Educational Talent Search is a federally funded program designed to provide personalized services for educational success beyond high school. The program encourages low-income and first-generation college students to consider college opportunities while they are in secondary schools and helps them complete college and financial aid applications.
The Rhode Island Educational Talent Search (RIETS) program at CCRI provides a range of support services for students in grades 6 through 12, including help with study skills, test preparation, career counseling and assistance in applying for financial aid. While the program serves the entire state, it provides extensive and comprehensive services in Central Falls, Providence and Woonsocket and is projected to reach over 1,000 students in the coming year.
"CCRI does a terrific job of reaching out to students and providing them with opportunities for academic development. This federal funding will enable CCRI to reach more young people, help them stay in school, and achieve their goals in the classroom and beyond," said Reed. As a member of the Labor, Health and Human Services, and Education Appropriations Subcommittee, he helped secure a $60 million increase for fiscal year 2016 for the TRIO programs, which include Talent Search. "The Talent Search program prepares students to succeed beyond high school and beyond what they thought possible."
Whitehouse said every student deserves the opportunity to pursue higher education. "CCRI's Talent Search program is providing a pathway to college for low-income students who are at risk of not applying. I'm glad this federal funding will help more young Rhode Islanders follow their dreams, and congratulate Congressman Langevin on his relentless support of career readiness."
Langevin, who co-chairs the Congressional Career and Technical Education Caucus, said: "Low-income students, particularly those in low-performing schools, face an uphill battle when it comes to pursuing higher education. We must break the cycle and provide the resources and support necessary to put young people on a path to success. I commend CCRI on the progress of the Talent Search program thus far, and I congratulate them on winning this grant so that they can continue to identify, support and empower promising students who will become Rhode Island's educators, innovators and entrepreneurs of tomorrow."

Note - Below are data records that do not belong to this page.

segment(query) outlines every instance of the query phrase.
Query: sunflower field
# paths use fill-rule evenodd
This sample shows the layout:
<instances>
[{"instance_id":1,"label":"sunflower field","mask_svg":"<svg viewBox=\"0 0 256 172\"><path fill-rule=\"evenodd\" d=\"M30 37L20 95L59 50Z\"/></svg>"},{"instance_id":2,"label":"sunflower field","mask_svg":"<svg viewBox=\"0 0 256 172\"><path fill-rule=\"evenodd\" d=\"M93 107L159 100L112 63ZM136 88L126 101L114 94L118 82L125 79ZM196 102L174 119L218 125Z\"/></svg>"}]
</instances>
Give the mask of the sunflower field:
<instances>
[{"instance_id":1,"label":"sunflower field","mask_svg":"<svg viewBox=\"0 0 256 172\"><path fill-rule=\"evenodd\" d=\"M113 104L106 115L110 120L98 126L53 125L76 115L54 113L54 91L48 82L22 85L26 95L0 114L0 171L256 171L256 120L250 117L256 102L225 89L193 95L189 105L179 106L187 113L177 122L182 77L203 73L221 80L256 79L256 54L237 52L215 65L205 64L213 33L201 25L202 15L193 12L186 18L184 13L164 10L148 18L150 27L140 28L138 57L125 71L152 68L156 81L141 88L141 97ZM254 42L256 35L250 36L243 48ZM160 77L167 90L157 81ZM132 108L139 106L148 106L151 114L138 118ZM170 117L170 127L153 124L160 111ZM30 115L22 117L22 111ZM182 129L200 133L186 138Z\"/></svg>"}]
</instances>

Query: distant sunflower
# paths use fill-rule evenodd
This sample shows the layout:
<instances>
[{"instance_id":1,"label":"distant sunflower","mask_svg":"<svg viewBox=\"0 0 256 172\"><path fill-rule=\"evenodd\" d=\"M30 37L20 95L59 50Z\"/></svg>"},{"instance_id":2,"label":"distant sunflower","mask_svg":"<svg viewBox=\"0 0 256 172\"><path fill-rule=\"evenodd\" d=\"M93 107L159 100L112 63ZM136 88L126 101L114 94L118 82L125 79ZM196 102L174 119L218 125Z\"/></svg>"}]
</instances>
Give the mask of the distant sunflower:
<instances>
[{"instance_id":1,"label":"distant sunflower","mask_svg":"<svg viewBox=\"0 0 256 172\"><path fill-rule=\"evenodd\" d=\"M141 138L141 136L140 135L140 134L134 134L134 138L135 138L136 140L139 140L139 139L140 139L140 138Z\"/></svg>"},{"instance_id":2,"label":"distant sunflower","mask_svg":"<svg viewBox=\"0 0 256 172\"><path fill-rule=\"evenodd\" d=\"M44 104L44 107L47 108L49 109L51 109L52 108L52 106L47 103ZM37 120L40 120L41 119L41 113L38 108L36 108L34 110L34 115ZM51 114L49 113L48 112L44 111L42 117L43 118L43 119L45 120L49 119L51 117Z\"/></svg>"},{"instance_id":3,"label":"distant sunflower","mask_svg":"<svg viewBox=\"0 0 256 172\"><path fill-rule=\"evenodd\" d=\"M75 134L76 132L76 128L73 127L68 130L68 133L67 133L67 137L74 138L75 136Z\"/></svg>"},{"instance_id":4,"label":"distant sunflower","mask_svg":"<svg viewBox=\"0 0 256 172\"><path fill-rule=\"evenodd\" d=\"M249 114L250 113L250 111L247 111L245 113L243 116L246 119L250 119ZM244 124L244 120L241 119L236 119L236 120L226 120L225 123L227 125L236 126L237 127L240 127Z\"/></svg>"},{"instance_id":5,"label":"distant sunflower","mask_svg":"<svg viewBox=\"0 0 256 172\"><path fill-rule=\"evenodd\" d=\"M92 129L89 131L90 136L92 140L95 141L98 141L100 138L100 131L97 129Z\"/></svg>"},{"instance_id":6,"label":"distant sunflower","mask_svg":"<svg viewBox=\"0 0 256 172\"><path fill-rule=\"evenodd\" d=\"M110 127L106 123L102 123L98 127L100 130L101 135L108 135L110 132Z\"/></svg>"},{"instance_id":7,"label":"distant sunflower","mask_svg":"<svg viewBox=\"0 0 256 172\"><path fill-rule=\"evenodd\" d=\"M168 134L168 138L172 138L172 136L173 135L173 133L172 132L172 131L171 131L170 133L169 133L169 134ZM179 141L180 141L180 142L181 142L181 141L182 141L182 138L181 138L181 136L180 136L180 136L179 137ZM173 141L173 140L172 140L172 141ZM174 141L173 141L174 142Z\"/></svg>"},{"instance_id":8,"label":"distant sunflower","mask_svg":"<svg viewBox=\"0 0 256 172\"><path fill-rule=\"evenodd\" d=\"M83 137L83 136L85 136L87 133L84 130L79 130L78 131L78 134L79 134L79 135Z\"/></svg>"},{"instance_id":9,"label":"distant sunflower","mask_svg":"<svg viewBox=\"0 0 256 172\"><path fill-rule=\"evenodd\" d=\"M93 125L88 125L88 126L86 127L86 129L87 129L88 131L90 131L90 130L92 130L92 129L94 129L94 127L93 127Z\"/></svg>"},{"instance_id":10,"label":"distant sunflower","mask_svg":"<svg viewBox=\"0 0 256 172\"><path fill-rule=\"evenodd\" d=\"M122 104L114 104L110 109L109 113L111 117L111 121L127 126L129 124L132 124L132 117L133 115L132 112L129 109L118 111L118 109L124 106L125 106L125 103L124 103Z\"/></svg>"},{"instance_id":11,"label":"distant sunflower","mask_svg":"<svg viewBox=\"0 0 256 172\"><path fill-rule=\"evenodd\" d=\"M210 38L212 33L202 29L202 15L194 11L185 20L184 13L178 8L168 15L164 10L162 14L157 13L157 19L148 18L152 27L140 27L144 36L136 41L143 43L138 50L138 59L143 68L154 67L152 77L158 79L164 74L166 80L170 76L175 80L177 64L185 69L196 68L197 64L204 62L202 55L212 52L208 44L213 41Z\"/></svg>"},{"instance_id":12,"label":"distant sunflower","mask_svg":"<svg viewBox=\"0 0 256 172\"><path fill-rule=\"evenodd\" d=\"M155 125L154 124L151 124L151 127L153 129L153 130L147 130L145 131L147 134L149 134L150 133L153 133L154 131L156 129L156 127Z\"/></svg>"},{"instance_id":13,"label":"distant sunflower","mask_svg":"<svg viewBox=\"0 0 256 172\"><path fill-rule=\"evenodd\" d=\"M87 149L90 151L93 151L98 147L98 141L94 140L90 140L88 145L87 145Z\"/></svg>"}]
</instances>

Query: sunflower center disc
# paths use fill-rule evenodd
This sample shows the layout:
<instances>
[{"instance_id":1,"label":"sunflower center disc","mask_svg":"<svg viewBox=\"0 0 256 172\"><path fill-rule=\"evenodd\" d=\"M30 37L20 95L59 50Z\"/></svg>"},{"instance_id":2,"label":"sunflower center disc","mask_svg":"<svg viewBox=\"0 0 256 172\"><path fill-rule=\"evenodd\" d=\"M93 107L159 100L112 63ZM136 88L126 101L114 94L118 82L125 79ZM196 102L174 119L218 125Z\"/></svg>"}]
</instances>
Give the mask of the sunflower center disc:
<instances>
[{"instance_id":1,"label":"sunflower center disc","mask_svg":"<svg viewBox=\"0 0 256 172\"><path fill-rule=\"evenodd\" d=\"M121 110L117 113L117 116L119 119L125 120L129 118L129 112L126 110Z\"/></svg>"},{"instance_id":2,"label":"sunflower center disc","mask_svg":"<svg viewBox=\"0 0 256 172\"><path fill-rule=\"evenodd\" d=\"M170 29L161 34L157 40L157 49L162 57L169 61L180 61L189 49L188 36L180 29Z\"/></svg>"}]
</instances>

Cicilline said that too often, promising low-income middle and high school students fall behind and ultimately miss the opportunity to go to college. "CCRI's Rhode Island Education Talent Search prevents these students from falling through the cracks by identifying them at an early age and providing them the resources they need to make a successful jump to higher education. I am pleased that this federal funding will allow the Community College to continue to support Rhode Island students and strengthen our economy by providing opportunities to so many young, talented Rhode Islanders."
The RIETS program serves the entire state, while providing extensive services in 10 target schools in Central Falls, Providence, and Woonsocket. More than 40 percent of the families in these communities live at or below 150 percent of poverty, and 76 percent of adults age 25 and older have not attained a bachelor's degree in these cities.
"A strong college education equips students with enduring, powerful skills of inquiry, communication and critical thought, and CCRI's TRIO Talent Search program plays an essential role in helping middle and high school students realize they have endless potential to succeed and improve their lives through higher education," said Dr. Meghan Hughes, CCRI president. "We are thrilled that this grant award will allow the program to continue its 25-year tradition of providing critical college access and planning support services to more than 1,000 students from Central Falls, Providence and Woonsocket."